Eka et Natia, chronique d'une jeunesse géorgienne par BlueKey
Situé dans la Géorgie du début des années 90, après l’éclatement de l’ancienne Union Soviétique, Eka et Natia, Chronique d’une jeunesse géorgienne a le mérite de ne pas tomber dans le film social à messages surlignés. Comme l’indique son titre, le film suit le parcours de deux adolescentes, Eka et Natia, à travers le paysage en ruine, souvent désert, qu’est leur pays.

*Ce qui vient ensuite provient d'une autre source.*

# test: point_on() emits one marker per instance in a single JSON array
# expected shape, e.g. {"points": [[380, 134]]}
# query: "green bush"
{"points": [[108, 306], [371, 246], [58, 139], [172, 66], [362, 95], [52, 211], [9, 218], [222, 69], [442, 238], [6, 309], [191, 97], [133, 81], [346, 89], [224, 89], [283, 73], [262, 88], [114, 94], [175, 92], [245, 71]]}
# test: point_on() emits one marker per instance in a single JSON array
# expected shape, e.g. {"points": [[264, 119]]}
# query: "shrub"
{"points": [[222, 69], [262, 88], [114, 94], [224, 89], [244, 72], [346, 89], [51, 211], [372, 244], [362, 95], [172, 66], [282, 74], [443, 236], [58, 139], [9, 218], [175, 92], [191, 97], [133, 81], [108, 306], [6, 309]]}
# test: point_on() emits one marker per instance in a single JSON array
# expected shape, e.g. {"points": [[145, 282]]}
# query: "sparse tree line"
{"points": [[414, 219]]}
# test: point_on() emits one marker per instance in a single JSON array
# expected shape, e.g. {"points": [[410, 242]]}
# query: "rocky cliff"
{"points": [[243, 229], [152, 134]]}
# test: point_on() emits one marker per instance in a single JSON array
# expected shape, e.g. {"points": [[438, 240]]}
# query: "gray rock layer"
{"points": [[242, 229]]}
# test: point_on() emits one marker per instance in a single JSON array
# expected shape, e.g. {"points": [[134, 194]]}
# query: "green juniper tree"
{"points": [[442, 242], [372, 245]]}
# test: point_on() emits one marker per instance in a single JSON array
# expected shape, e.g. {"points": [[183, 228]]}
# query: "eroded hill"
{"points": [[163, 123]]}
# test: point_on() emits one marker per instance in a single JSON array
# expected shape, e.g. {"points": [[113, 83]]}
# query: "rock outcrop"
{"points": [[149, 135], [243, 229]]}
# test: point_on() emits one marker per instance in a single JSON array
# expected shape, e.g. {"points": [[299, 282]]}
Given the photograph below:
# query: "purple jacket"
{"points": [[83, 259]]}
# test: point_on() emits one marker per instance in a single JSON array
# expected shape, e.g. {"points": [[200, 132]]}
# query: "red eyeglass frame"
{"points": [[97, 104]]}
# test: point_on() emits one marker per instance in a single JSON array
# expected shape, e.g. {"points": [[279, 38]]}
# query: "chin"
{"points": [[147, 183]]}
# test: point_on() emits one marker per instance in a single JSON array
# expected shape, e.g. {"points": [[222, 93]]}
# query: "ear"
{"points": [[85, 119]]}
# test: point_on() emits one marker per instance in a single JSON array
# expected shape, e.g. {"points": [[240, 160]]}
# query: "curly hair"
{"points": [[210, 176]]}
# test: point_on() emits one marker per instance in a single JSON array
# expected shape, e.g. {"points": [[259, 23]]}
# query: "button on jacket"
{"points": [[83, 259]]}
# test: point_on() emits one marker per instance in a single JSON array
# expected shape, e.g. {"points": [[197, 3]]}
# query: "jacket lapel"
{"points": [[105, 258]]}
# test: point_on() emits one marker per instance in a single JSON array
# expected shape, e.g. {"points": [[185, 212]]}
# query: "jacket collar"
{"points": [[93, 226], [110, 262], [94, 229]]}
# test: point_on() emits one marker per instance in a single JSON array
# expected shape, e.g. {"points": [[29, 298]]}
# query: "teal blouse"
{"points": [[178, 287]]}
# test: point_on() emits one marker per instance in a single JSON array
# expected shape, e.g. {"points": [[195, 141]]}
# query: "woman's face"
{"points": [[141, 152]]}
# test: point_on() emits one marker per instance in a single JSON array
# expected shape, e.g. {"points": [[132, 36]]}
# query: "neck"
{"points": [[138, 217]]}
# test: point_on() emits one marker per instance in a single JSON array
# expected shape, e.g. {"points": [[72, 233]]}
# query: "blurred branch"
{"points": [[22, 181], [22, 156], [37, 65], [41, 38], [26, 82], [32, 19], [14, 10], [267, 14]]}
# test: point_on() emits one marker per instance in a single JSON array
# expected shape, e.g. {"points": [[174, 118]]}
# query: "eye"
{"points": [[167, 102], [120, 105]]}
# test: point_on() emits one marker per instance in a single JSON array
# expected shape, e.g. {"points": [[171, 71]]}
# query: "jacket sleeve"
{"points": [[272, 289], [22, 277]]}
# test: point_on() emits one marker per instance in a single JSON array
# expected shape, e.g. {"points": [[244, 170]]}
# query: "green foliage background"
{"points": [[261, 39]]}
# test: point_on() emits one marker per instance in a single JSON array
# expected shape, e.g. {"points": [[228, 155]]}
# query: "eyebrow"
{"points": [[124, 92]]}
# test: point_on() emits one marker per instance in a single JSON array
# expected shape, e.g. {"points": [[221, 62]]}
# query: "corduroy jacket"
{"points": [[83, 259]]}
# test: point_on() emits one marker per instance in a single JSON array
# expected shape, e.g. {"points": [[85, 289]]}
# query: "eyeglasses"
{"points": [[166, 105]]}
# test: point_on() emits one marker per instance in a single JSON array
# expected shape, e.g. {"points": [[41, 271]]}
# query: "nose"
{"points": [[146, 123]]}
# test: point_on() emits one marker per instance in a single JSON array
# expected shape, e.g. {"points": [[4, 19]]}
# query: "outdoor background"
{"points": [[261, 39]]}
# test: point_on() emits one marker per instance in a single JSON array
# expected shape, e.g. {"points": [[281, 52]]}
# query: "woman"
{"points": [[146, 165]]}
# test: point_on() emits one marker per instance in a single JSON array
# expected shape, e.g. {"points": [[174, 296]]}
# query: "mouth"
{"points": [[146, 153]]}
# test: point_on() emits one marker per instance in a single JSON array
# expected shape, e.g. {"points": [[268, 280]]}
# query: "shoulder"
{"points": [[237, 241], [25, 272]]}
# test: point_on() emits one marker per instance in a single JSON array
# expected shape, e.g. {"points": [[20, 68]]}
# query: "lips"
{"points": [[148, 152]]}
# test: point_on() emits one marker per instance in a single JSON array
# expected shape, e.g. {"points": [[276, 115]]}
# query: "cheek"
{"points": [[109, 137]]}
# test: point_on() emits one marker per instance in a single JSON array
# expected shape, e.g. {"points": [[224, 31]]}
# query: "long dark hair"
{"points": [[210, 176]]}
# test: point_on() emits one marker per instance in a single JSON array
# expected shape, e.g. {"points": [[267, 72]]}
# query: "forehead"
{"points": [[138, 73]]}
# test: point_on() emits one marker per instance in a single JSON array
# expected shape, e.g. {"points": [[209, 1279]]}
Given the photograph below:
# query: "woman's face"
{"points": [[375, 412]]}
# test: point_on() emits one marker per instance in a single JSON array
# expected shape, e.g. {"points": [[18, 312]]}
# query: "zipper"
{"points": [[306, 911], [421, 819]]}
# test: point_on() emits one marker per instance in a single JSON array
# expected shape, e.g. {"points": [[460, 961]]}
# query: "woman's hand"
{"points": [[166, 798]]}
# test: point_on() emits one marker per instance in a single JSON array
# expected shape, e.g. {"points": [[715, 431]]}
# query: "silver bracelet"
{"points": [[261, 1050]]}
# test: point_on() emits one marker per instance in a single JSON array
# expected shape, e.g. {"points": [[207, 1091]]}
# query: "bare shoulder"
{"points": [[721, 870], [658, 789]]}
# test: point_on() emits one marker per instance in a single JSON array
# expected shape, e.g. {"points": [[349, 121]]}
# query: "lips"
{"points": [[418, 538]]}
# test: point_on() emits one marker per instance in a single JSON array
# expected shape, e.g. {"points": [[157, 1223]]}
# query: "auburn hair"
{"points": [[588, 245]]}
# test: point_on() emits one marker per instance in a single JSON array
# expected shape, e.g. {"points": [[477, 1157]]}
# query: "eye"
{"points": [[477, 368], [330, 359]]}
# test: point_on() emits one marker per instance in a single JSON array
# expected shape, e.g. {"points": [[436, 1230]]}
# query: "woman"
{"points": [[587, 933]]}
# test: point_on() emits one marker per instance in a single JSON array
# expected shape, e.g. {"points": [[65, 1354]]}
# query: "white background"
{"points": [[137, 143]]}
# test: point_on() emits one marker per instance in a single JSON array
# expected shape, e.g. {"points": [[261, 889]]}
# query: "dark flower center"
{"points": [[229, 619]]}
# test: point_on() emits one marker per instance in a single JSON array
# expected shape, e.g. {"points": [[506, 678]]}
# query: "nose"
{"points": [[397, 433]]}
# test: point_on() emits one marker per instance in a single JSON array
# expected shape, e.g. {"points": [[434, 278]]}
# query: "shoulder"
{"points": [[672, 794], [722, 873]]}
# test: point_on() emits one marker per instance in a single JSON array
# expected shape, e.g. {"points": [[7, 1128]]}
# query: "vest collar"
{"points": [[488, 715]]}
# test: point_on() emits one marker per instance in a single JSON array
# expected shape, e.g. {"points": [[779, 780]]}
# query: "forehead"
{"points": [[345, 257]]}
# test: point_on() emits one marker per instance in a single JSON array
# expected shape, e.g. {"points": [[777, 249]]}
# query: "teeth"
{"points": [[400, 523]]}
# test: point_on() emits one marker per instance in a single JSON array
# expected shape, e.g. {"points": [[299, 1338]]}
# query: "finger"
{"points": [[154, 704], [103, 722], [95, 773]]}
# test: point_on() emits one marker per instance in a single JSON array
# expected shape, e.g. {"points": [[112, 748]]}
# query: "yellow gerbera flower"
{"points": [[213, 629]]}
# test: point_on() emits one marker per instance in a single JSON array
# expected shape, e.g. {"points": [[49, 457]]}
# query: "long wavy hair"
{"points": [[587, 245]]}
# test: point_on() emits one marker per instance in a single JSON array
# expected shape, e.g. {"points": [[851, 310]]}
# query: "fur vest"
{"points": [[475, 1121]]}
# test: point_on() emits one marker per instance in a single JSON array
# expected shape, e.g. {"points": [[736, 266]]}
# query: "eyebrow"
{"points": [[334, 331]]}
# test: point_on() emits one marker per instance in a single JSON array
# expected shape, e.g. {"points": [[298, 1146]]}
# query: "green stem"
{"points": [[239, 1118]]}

La grande réussite du film tient notamment à la création de ses personnages, plus vrais, plus vivants que nature. On croit à leur existence, on est suspendu à leurs actions, à leurs décisions. D’une apparente simplicité dans le scénario (plutôt narratif, il nous porte de rebondissements en rebondissements), le film est néanmoins construit de manière à ne jamais pouvoir laisser entendre de la suite des événements, tant les coups de sang et les moments de révoltes de ses deux héroïnes en constituent les tournants décisifs.
Tout au long de ce film, au rythme souvent trépidant, c’est la vie même qui est filmée : les scènes de groupe constituent d’ailleurs les points d’orgue du film, qu’elles soient violentes (rationnement du pain, bagarres d’écoliers), où qu’elles célèbrent des formes de rassemblement plus positives (les jeunes qui chantent au lieu de faire leurs devoirs, la danse au mariage). D’un beau classicisme et d’une grande maîtrise narrative, le film pourrait rappeler le cinéma de John Ford, dans sa manière de montrer des communautés, parfois en corrosion, et comment certains personnages rebelles se tiennent à l’écart, tentent de s’y intégrer, ou plutôt, ici, de s’en échapper.
À cette narration d’apparence classique, d’une grande réussite, s’oppose la violence moderne du contexte. Éclats de voix, conflits orageux, agressions physiques, meurtre… le tout filmé en une suite de longs plans-séquences, d’une adresse formelle parfaite, qui mettent en valeur ce bouillonnement de vie et de conflits. Le travail du chef opérateur Oleg Mutu (notamment connu pour son travail sur Au-delà des collines, My joy, Dans la brume…) est remarquable de bout en bout, créant une ambiance froide et solaire en même temps, entre jaune et bleu. Il fait des décors un élément premier, donnant toute son atmosphère au film. Décors dans lesquels évolue une galerie de personnages impeccablement construits, et tous remarquablement interprétés.
Du cinéma de personnages, de mouvement et d’émotion, peut-être classique dans ses ambitions stylistiques ou narratives, mais absolument réussi dans sa réalisation. Brillant.